Communications minister says Iranian scientists have created a firewall to block computer viruses from harming infrastructure, like bug that damaged nuclear centrifuges

Illustrative image of conceptual cyber attack code. (DaLiu/iStock by Getty images)
Illustrative image of conceptual cyber attack code. (DaLiu/iStock by Getty images)

Iran has developed software to protect its cyber space against attacks like the Stuxnet virus, an Iranian government official said Thursday.

Communications Minister Mohammad Javad Azari-Jahromi told the official IRNA news agency the new Iranian-made program would prevent a repeat of damage from viruses that in the past targeted the Islamic Republic’s military-industrial complex.

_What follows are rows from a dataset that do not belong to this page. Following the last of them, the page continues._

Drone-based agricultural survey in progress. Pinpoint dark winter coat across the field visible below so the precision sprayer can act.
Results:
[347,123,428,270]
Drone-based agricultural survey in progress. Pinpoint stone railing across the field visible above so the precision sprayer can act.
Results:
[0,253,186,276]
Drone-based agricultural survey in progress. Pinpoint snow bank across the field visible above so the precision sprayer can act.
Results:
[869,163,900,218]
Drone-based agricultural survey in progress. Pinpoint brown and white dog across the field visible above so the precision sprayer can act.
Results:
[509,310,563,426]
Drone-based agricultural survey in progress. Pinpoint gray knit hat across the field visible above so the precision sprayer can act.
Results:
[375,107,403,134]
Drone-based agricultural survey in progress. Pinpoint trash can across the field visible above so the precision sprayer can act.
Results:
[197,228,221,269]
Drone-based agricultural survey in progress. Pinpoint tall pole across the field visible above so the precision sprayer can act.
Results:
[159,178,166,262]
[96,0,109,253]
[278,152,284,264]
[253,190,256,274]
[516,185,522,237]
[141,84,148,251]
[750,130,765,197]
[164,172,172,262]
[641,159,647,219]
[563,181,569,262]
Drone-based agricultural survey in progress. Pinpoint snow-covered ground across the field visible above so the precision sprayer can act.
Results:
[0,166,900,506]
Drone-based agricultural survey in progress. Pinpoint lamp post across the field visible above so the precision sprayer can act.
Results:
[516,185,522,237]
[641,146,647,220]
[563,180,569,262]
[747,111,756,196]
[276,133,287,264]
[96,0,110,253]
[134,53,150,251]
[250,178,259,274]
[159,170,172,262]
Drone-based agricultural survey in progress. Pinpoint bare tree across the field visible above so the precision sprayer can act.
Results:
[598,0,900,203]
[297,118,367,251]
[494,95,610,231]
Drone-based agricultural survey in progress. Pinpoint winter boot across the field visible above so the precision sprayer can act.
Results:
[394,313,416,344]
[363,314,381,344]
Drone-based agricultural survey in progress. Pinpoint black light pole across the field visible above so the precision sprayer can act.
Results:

“Iran’s university scientists have developed a firewall for industrial automation systems to neutralize industrial sabotage such as that caused by Stuxnet in power networks, and it was successfully tested,” Jahromi said.

The Stuxnet virus was uncovered in 2010 and was widely reported to have been developed together by US and Israeli intelligence. It penetrated Iran’s rogue nuclear program, taking control and sabotaging parts of its enrichment processes by speeding up its centrifuges.

File: An Iranian worker at the Uranium Conversion Facility at Isfahan, 410 kilometers south of Tehran, January 2014. (AP /Vahid Salemi)

Last November Jahromi accused Israel of a cyber attack that tried “to damage Iran’s communication infrastructure.”

The Iranians said the attack was thwarted and the Israelis wound up “empty-handed.”